Most courtrooms are free to enter. Why is nobody going there?

Because if we haven’t learned the language, we won’t understand anything. It’s long, it’s slow, it’s hard to understand. Justice must be freed, its citizenship restored. This is why the disappearance of citizen jurors is very dangerous. The assize jury is the only place where the citizen is connected to the sentence. It’s the only time the people can say something. The jurors always come out very marked by these trials.

There is, however, a fascination for news items and major trials…

We are rather there in the taste of blood. It’s more of a fascination with what a human is capable of doing to another human being.

The issue of lack of resources is often mentioned. Does your festival have the ambition to denounce it?

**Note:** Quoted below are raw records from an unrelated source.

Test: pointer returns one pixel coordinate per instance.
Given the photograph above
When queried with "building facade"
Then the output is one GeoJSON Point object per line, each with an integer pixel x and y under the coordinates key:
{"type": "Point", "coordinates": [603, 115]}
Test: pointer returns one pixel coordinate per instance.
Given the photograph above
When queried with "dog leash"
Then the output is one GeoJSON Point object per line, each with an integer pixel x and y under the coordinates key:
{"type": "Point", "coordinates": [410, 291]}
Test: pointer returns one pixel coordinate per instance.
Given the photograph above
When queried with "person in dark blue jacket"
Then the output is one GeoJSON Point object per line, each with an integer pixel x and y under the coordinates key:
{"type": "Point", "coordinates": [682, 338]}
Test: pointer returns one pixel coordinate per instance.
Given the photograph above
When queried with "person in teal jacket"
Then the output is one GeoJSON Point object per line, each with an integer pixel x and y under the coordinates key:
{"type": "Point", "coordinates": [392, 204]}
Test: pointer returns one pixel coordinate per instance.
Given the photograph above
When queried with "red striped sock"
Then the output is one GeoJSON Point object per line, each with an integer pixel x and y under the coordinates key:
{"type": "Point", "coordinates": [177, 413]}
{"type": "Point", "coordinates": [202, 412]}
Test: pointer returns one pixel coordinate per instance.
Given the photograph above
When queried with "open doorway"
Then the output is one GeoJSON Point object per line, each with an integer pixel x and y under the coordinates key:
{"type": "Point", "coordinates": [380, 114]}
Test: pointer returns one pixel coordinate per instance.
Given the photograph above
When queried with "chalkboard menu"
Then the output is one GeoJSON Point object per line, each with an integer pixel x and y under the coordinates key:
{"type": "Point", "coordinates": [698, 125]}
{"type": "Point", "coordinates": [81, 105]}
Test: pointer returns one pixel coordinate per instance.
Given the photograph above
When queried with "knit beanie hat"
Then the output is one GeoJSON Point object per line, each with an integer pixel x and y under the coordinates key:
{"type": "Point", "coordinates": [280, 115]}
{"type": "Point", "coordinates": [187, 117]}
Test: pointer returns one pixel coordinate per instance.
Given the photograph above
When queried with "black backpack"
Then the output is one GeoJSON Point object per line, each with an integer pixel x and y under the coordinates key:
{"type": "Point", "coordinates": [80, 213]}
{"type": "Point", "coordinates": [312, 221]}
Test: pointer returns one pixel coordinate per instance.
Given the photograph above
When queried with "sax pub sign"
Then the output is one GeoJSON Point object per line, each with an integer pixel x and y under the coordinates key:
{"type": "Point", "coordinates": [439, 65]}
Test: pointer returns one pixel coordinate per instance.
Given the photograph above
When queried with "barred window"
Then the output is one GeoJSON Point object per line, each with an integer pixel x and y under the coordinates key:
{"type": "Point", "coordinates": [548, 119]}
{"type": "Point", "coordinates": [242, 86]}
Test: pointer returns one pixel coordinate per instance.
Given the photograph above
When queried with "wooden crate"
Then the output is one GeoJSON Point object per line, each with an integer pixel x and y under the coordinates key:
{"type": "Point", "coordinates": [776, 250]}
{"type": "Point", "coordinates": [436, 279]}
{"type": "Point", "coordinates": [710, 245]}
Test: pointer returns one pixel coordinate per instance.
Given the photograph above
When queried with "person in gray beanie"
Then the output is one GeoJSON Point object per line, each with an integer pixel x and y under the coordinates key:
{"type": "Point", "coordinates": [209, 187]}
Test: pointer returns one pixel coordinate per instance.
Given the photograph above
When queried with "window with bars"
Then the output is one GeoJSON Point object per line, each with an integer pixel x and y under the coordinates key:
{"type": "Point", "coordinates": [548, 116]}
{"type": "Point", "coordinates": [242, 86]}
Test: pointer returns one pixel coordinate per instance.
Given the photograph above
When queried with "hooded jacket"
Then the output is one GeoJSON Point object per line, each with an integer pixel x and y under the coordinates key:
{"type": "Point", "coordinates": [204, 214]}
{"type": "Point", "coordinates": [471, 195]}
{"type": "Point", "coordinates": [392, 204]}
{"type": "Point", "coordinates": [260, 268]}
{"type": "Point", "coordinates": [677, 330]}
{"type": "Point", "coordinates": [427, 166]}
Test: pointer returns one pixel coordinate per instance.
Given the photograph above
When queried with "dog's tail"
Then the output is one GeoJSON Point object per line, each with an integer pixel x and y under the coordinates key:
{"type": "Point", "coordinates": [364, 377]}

We are not here to tell you how to do it. We are there to debate, to show films, to invite specialists who invite reflection. I have the feeling that we only ask ourselves the question of justice when we are confronted with it. But how not to be discouraged when faced with such slowness? Yes we lack judges and yes, they are too badly paid like caregivers in hospitals or teachers at school. That’s why there are more lawyers than judges.

You also intervene in prison. How do detainees view the justice system that sentenced them?

All the inmates I work with are confused. Even when they have accepted the penalty, they will tell you: there is no justice. The population has the impression that the condemned must pay for their crime. But when you see the recidivism rate, you can tell yourself that it doesn’t work. Neither do the alternative sentences. Even a criminal who killed, raped or robbed, we have to do something about it. The question is what? Is locking up criminals in a place populated by criminals effective? The SPIP (penitentiary services for integration and probation) work a lot and do what they can but it doesn’t work. Perhaps because justice remains too far from its population.